JEDDAH: The US government denied on Saturday it had reached a final conclusion over the killing of Jamal Khashoggi after a US newspaper published what it claimed were details of an intelligence report on the case. 
“Recent reports indicating that the US government has made a final conclusion are inaccurate,” State Department spokeswoman Heather Nauert said.
“There remain numerous unanswered questions with respect to the murder of Mr. Khashoggi.

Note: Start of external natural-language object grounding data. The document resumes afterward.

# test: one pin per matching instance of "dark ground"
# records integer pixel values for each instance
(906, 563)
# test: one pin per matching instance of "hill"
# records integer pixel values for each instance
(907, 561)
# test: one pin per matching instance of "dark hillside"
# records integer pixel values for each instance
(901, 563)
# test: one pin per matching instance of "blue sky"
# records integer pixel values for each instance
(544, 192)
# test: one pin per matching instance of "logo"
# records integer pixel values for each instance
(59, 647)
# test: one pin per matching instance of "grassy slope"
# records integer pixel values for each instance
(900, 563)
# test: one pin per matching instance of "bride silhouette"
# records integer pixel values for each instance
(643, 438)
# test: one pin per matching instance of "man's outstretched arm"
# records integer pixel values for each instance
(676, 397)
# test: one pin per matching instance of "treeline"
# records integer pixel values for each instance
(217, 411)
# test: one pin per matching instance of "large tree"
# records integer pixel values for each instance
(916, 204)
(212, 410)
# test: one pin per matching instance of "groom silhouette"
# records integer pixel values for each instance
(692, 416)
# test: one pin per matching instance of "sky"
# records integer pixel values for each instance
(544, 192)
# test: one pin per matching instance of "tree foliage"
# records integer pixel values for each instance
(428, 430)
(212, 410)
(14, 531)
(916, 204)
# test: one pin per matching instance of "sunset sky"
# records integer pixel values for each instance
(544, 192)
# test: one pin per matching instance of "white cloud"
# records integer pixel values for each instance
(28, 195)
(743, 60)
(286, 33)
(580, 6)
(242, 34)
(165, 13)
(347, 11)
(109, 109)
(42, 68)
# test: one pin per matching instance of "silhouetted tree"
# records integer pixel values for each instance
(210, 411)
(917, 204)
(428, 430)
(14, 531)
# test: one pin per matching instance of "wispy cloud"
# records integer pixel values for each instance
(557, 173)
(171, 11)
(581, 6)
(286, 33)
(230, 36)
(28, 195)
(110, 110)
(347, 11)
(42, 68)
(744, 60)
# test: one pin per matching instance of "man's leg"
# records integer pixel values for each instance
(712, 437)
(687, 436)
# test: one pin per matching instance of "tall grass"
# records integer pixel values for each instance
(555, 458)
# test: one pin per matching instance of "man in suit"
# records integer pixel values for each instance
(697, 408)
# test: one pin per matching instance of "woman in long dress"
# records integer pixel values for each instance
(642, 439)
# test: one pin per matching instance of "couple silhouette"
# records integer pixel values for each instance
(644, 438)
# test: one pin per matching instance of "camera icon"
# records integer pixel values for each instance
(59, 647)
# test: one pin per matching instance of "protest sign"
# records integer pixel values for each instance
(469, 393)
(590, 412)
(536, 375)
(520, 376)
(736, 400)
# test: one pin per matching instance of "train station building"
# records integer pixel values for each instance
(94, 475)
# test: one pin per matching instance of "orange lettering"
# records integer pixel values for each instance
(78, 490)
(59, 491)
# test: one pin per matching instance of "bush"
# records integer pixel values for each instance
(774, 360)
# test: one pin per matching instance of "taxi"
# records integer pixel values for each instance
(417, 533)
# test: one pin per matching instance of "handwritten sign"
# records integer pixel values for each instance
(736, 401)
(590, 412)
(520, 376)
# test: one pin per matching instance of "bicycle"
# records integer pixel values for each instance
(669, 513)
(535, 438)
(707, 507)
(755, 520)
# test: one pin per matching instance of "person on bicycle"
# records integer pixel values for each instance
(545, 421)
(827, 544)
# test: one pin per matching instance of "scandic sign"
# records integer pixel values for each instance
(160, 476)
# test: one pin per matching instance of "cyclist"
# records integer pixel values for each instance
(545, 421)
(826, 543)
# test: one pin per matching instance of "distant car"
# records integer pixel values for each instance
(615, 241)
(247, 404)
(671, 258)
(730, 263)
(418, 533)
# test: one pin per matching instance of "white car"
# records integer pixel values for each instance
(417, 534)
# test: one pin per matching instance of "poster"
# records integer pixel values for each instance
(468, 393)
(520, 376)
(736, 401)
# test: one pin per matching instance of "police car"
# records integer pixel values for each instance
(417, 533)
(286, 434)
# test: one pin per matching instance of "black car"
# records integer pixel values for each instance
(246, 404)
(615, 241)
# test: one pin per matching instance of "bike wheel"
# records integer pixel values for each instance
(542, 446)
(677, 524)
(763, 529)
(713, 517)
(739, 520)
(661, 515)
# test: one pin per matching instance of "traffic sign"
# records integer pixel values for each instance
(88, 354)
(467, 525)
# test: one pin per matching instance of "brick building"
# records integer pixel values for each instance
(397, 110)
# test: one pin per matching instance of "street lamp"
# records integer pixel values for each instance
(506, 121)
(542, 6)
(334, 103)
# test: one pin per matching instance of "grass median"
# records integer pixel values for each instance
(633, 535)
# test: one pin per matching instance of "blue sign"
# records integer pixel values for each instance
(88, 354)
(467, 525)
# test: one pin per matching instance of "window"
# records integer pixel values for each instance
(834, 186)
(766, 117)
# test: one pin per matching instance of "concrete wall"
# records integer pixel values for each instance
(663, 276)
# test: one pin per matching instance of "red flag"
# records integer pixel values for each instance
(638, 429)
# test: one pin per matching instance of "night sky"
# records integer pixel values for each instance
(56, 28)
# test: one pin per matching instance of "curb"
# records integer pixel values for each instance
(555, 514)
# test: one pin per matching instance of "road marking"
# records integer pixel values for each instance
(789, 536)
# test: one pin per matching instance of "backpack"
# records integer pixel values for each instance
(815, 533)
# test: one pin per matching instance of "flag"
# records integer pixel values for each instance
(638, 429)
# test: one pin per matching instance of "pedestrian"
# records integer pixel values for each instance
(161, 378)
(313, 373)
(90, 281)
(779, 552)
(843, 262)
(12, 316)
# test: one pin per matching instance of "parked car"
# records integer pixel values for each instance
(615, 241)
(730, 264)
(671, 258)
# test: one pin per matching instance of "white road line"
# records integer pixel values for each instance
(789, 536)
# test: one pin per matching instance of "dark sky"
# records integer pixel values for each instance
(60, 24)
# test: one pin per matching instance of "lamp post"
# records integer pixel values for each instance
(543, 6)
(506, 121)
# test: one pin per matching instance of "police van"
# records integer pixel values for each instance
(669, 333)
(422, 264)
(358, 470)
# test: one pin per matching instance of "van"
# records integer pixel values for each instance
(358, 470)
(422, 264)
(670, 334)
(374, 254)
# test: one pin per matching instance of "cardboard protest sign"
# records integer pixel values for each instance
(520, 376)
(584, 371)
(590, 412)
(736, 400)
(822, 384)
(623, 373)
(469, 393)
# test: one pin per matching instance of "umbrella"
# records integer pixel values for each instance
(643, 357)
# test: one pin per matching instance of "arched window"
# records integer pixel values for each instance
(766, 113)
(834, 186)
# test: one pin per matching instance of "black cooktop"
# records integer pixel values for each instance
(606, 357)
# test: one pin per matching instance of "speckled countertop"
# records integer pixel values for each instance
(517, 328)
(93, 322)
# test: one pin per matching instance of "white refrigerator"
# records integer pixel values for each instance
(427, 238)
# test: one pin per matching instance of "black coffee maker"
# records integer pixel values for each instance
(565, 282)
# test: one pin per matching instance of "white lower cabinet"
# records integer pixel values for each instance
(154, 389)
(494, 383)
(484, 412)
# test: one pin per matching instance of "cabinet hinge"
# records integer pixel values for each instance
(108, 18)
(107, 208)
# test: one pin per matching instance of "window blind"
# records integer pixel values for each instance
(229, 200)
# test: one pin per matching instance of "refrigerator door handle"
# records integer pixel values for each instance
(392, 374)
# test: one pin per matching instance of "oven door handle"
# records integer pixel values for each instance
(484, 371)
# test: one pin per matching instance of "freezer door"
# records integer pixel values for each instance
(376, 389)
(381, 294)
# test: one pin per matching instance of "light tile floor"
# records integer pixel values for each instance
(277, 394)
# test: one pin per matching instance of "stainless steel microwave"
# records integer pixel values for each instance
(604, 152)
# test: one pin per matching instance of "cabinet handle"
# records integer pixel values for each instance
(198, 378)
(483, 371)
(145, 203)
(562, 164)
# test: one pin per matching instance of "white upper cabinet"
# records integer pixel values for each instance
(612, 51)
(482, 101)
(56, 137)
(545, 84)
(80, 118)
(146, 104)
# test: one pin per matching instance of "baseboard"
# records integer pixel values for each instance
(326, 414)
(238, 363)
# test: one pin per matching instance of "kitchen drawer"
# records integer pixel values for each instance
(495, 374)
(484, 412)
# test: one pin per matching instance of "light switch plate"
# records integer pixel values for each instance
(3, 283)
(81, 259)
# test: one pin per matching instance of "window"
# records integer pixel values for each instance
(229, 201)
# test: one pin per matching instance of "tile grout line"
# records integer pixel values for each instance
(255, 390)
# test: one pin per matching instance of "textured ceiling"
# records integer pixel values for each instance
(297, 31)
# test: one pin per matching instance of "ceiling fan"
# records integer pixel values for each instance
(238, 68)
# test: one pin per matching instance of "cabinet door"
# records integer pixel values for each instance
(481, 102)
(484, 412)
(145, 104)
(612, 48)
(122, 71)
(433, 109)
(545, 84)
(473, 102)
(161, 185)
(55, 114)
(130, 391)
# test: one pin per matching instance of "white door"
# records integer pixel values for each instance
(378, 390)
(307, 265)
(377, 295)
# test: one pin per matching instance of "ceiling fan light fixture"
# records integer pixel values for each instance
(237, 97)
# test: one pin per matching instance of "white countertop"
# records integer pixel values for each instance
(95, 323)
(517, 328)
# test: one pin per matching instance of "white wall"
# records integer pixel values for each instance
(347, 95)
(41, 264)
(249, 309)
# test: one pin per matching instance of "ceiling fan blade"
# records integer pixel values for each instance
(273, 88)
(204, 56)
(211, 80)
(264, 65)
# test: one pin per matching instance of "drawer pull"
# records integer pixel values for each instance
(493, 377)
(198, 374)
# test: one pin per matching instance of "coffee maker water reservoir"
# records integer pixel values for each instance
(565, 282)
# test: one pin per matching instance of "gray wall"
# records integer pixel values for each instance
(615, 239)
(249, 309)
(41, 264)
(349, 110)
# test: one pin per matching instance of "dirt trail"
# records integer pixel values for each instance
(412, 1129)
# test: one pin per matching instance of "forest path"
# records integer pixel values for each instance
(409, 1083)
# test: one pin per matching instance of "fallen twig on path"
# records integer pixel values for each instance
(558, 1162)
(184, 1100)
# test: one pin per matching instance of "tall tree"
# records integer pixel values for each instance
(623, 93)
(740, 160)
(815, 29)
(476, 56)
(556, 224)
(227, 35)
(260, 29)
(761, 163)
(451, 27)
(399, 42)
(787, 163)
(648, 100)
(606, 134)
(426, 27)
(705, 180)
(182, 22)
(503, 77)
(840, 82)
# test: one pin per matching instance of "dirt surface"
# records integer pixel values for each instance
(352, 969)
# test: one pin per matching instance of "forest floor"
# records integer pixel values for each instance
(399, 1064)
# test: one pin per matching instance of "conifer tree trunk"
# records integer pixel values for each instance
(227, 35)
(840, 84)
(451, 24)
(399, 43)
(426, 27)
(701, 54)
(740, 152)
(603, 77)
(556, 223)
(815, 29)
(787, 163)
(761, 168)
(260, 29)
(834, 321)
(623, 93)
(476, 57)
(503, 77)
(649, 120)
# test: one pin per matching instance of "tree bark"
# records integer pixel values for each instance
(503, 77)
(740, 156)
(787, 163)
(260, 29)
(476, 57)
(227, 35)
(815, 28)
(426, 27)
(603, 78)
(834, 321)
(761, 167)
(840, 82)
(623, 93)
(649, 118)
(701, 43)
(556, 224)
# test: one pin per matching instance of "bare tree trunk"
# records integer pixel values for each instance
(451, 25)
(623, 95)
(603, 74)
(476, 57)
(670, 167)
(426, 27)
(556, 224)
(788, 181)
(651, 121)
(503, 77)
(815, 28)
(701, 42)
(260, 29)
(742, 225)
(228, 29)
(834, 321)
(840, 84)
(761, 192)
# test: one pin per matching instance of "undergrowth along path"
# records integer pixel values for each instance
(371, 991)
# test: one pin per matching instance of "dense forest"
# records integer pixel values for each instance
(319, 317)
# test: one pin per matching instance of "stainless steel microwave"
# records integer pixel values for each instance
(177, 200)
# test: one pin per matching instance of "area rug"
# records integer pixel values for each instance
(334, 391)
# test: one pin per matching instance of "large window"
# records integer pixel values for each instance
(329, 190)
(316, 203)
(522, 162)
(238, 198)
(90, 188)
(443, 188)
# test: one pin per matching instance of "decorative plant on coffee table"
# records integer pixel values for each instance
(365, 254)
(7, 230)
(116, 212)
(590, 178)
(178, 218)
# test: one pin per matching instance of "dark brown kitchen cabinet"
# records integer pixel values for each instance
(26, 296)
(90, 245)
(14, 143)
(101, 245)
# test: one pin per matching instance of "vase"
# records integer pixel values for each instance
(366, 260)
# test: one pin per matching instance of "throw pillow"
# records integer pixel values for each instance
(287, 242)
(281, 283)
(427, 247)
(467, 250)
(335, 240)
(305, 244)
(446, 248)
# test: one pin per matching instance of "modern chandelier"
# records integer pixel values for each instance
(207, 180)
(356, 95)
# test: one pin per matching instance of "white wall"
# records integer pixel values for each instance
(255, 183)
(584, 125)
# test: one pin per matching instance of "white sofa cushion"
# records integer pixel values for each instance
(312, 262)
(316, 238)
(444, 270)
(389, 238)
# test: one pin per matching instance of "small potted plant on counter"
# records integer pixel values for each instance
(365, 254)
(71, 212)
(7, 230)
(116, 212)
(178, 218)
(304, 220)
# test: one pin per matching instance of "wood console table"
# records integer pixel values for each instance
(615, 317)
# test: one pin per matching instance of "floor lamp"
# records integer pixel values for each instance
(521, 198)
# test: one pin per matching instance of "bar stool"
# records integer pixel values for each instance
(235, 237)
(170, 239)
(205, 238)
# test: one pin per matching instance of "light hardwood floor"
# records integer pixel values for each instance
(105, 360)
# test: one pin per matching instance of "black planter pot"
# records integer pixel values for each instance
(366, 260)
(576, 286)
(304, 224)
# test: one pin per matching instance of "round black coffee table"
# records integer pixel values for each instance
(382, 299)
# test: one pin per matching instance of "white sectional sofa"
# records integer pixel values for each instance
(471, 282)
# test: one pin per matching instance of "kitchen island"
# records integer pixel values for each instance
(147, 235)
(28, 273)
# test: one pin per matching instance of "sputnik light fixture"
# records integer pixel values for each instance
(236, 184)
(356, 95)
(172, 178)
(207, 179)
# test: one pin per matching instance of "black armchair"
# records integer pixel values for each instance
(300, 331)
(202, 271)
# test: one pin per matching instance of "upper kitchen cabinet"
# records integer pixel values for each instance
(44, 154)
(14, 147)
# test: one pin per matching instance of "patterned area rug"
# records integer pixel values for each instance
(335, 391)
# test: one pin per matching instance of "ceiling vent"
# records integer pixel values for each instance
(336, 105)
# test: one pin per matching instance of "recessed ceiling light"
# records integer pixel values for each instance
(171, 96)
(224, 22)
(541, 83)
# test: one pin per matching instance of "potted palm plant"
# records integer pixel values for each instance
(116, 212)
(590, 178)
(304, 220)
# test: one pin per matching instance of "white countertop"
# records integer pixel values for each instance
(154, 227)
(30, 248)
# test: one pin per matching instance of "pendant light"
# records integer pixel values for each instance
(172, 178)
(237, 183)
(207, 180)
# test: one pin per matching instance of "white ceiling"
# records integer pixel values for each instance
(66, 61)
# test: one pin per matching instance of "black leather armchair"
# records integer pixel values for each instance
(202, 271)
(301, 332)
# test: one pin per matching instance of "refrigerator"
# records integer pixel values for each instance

The State Department will continue to seek all relevant facts,” she said.
“In the meantime, we will continue to consult Congress, and work with other nations to hold accountable those involved in the killing of Jamal Khashoggi.”

But President Donald Trump told reporters on Saturday that his administration would get “a very full report,” including who was responsible for Khashoggi’s death, on Monday or Tuesday.
The Washington Post published an article citing anonymous sources, who it says are close to the CIA which suggests the Crown Prince Mohammad bin Salman ordered the killing — something Saudi Arabia vehemently denies.
The Kingdom’s public prosecutor on Thursday released details of its investigation, saying the decision to kill the journalist was made by the head of a rogue mission during an attempt to repatriate him. The prosecutor is seeking the death penalty for five of the suspects. 
On Saturday, Donald Trump spoke with CIA Director Gina Haspel and Secretary of State Mike Pompeo from Air Force One, press secretary Sarah Huckabee Sanders said. 
Trump praised US relations with Saudi Arabia when he was asked about the case. Saudi Arabia is “a truly spectacular ally in terms of jobs and economic development,” the US president said.
Earlier, Saudi Arabia’s ambassador to the US Prince Khalid bin Salman, strongly denied the Washington Post story, and said he did not tell Khashoggi to go to Turkey, as the report claimed. 
“I never talked to him by phone and certainly never suggested he go to Turkey for any reason. I ask the US government to release any information regarding this claim,” Prince Khalid said
Khashoggi, a Saudi who lived in the United States, was a columnist for the Post.
He was killed on Oct. 2 at the Saudi Consulate in Istanbul after he went to get marriage documents.